25. The method according to claim 24, characterized in that a diagnostic classification model uses for the classification an optimal cut-off point selected from: 0.1-0.8 in the case of expression measurement by RT-qPCR method; 0.3-0.9 in the case of expression measurement by NanoString method and the value of in the case of expression measurement with the use of microarray.

26. The method according to claim 25, characterized in that the RT-qPCR method is used for determination of the miRNA expression level.

27. The method according to claim 26, characterized in that the expression level of a reference miRNA, preferably miR-103-3p and/or miR-199b-5p, is used for normalization of results.
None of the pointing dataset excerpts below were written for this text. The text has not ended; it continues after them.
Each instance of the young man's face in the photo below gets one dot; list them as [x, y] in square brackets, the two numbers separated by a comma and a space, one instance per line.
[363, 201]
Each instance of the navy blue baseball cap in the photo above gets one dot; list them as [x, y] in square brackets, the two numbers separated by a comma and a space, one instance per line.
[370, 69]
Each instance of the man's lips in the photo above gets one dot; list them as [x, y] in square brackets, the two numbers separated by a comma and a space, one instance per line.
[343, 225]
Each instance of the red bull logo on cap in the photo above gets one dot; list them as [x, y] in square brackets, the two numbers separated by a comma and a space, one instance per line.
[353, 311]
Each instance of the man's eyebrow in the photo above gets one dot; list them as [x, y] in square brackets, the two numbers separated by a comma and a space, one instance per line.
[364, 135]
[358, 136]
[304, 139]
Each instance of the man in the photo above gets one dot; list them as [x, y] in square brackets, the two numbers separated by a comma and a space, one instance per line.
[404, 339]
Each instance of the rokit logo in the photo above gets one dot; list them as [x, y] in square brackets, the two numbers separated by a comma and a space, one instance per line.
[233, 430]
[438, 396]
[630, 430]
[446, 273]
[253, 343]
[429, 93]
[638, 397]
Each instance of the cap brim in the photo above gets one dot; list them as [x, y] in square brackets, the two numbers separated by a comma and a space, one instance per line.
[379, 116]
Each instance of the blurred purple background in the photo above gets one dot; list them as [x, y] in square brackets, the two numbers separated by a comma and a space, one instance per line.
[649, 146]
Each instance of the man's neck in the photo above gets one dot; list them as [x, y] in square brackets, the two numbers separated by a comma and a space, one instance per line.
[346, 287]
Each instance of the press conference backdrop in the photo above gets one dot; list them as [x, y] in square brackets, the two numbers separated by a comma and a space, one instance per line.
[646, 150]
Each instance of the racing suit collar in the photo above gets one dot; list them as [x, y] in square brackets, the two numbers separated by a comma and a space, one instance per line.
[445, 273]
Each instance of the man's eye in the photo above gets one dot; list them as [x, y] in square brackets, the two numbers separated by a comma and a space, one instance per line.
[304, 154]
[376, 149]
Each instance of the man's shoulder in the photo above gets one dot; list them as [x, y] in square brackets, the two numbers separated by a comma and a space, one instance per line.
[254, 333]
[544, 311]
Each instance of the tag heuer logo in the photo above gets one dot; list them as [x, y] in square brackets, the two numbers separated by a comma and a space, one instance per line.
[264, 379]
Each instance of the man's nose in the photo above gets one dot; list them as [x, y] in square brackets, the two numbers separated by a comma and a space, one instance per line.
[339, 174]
28. The method according to claim 27, characterized in that normalization of results is obtained with the use of the formula:

deltaCt=(Ct miR-1246/miR-150-5p-Ct miR-103-3p).

wherein

deltaCt is a change in the value of threshold cycle

Ct is the value of threshold cycle.

29. The method according to claim 28, characterized in that the obtained normalized value of deltaCt after comparison with a cut-off point classifies a subject from whom a sample was taken as a subject with or without ovarian cancer.